22 May 2025
10:00–11:30
Our presentation addresses an assignment we designed for our inter-institutional course collaboration between Literary Studies classes on Partition Fiction (FCCU) and the literature of exile and migration (FUS). The assignment focuses on the digital representation of the Partition of India, and requires students to develop interdisciplinary thinking, combining history, literature and digital studies. Students, in groups of 4-5, were asked to select and examine example texts from a broad range of publicly-available online sources, such as online archives, social media, films, blogs and digital storytelling platforms, as well as to generate AI responses based on prompts, with the aim of sampling a cross-section of narrations and descriptions of Partition in different realms of the digital space. Within their selected sources, students identified what is included in the narrative and what is missing in order to analyze bias in the shaping of digital public memory. Each group then created a poster, using tools like images, charts and quotes to demonstrate their findings.
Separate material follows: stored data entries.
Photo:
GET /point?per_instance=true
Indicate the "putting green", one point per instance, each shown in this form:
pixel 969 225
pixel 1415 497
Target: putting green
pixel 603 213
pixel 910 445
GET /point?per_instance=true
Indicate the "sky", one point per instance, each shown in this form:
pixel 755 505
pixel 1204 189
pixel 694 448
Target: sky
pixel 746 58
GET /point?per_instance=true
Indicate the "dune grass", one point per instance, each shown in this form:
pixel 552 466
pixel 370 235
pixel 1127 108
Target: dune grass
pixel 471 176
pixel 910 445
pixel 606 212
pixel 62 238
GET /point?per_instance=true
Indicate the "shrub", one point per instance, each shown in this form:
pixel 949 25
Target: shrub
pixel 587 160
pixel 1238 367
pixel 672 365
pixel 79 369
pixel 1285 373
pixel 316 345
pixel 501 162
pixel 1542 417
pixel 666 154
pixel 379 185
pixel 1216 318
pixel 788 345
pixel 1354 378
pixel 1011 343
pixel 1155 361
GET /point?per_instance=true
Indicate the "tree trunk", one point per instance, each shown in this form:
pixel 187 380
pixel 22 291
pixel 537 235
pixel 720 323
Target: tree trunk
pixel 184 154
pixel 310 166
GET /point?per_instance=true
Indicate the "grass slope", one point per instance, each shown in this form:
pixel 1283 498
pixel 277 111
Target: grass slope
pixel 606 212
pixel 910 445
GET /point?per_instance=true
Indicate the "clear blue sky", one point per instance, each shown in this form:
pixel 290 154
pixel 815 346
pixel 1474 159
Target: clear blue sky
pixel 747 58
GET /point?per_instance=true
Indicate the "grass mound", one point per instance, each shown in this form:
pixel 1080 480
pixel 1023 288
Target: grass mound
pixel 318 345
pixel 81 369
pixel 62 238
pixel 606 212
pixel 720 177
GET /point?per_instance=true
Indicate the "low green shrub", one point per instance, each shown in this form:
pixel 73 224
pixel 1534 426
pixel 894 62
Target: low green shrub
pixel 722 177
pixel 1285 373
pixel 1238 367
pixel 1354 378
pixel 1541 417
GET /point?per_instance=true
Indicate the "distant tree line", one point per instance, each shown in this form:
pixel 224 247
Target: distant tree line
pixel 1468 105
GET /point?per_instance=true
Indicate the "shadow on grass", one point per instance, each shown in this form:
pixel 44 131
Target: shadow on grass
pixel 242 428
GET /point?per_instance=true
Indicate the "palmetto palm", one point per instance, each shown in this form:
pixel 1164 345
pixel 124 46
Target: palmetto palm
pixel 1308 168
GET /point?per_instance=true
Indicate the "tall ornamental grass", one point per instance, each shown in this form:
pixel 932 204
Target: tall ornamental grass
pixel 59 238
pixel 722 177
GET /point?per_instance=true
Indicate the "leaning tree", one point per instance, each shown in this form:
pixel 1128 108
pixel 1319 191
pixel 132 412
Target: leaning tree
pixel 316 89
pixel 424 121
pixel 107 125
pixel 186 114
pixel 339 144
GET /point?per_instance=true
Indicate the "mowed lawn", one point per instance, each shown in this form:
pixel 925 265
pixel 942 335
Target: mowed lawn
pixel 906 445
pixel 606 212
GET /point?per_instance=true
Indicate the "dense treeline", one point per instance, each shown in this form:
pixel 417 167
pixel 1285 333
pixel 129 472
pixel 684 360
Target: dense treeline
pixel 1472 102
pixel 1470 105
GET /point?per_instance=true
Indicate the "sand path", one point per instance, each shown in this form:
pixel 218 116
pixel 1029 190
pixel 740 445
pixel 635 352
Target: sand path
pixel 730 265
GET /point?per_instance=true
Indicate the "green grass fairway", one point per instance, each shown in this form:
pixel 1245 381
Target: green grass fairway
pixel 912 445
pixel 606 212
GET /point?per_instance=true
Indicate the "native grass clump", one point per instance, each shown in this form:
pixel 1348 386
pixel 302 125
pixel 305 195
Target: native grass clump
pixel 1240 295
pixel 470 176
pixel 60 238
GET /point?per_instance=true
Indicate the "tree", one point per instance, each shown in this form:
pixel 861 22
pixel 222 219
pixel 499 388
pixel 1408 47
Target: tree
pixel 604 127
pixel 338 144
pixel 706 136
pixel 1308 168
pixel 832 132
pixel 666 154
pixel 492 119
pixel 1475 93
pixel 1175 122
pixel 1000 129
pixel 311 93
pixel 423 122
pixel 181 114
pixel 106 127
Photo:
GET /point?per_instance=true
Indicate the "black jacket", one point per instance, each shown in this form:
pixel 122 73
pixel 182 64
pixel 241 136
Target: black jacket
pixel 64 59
The posters were presented by the students in an online session including both classes, and students were asked to reflect on lessons we can learn from Partition’s data-selective misrepresentation and on how Data Colonialism continues today and affects communities and the representation of events past and present. Our takeaway for other AMICAL institutions is the adaptability of this type of assignment and its steps to other contexts, in its emphasis on building awareness in students on the way in which digital content is curated and filtrated, and on supporting them in being able to identify and articulate digital bias.